Many patients with other forms of heart disease had cardiac arrest, and the rate of decanulation in these patients was extremely low due to high mortality. This finding highlights the importance of end-of-life care in critical care settings. While advances in intensive care have saved the lives of critically ill patients, they have also created large numbers of CHF patients.30. Critical care health care providers often face difficult ethical decisions about whether to save lives or provide end-of-life care35,36,37. In the United States, discontinuation of therapy is common in patients with severe brain damage due to stroke, trauma, or cardiac arrest, and these patients do not undergo tracheostomy.36. Japan’s intensive care end-of-life guidelines recommend discontinuation of life-sustaining treatment for terminally ill patients. However, it is difficult to immediately predict patient outcomes. Currently, life-sustaining treatment can be provided without the need to consider these ethically difficult decisions in Japan. Treatment decisions for critically ill patients should be based on patient-centered thinking and an understanding of their values and preferences, while avoiding overuse or underuse of services29,35,36,37. To achieve optimal end-of-life care in critical care settings, it will be important to have a system in place that provides opportunities for communication with patients’ families.35,36,37. Particularly in Japan, where the super-aging society is progressing, the consideration of end-of-life care in intensive care facilities is all the more important.

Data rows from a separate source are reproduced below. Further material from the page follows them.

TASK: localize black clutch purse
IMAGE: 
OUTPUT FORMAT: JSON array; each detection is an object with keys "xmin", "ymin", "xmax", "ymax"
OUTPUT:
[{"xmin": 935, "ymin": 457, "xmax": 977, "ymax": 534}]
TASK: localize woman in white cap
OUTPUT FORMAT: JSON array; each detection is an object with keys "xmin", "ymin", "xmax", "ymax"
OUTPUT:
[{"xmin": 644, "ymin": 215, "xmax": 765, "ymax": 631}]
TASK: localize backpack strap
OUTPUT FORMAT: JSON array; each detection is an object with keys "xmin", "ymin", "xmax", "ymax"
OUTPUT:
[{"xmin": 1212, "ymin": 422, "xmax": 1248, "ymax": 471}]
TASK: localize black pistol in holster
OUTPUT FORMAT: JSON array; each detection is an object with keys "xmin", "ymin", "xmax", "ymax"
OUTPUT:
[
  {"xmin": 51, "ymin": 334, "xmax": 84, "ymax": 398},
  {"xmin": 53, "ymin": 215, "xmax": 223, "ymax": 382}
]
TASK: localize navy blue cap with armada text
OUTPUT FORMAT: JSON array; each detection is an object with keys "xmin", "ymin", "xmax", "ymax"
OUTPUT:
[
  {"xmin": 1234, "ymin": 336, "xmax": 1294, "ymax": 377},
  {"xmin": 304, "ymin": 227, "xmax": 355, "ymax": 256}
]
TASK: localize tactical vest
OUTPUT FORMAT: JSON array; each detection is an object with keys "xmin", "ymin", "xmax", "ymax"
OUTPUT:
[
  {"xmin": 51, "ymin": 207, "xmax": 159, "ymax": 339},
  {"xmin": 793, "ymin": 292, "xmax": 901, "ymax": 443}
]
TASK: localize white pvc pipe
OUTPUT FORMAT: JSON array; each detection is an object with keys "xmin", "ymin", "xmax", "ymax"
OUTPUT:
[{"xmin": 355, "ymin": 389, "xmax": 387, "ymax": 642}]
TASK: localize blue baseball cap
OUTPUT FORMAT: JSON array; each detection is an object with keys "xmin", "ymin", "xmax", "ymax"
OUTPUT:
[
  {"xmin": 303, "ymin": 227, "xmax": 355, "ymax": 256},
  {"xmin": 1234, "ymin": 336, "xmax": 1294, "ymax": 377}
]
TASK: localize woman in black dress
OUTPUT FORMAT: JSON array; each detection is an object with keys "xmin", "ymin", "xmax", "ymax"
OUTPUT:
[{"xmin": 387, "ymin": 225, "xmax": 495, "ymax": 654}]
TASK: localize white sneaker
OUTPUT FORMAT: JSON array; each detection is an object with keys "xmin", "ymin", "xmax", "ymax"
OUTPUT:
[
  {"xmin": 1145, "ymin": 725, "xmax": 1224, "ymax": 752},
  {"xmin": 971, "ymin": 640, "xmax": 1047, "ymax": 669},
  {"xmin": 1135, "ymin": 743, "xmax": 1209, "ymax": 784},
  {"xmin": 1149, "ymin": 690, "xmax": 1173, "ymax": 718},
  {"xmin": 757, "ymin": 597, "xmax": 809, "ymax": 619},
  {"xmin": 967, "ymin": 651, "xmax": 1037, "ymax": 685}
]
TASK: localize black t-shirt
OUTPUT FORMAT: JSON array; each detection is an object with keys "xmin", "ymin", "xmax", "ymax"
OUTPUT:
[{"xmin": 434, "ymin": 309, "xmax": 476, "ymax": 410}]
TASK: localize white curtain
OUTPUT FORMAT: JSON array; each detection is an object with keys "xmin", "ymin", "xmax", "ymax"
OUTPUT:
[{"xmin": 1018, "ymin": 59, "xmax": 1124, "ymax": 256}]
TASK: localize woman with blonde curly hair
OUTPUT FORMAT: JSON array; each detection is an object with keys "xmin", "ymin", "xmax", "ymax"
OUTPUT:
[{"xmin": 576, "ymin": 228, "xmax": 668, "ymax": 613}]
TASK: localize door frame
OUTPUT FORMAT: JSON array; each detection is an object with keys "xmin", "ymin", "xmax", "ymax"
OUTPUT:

There are several limitations to this study. First, the claims database did not include important factors known to affect decanulation, such as the patient’s socioeconomic status, family information, hospital characteristics, and location of the facility. hospital. Second, we were unable to obtain certain clinical information, such as the physical condition of the patients and the severity of their disease. Although we have identified illnesses from claims data related to the “tracheotomy” procedure, this method has not been validated and the illnesses identified may differ from the actual illnesses that led to the tracheostomy. We have, however, identified diseases and medical procedures in consultation with researchers experienced in analyzing claims databases, as well as an infectious disease physician Third, some data has been censored due to of a patient’s death or transfer to a rehabilitation/long-term care hospital, from which he was not discharged until after the study period. This may have resulted in an overestimate of decannulation rates. Finally, the database is limited to company employees and their families, and people aged ≥ 75 years were not included. Therefore, our results may not be widely generalizable.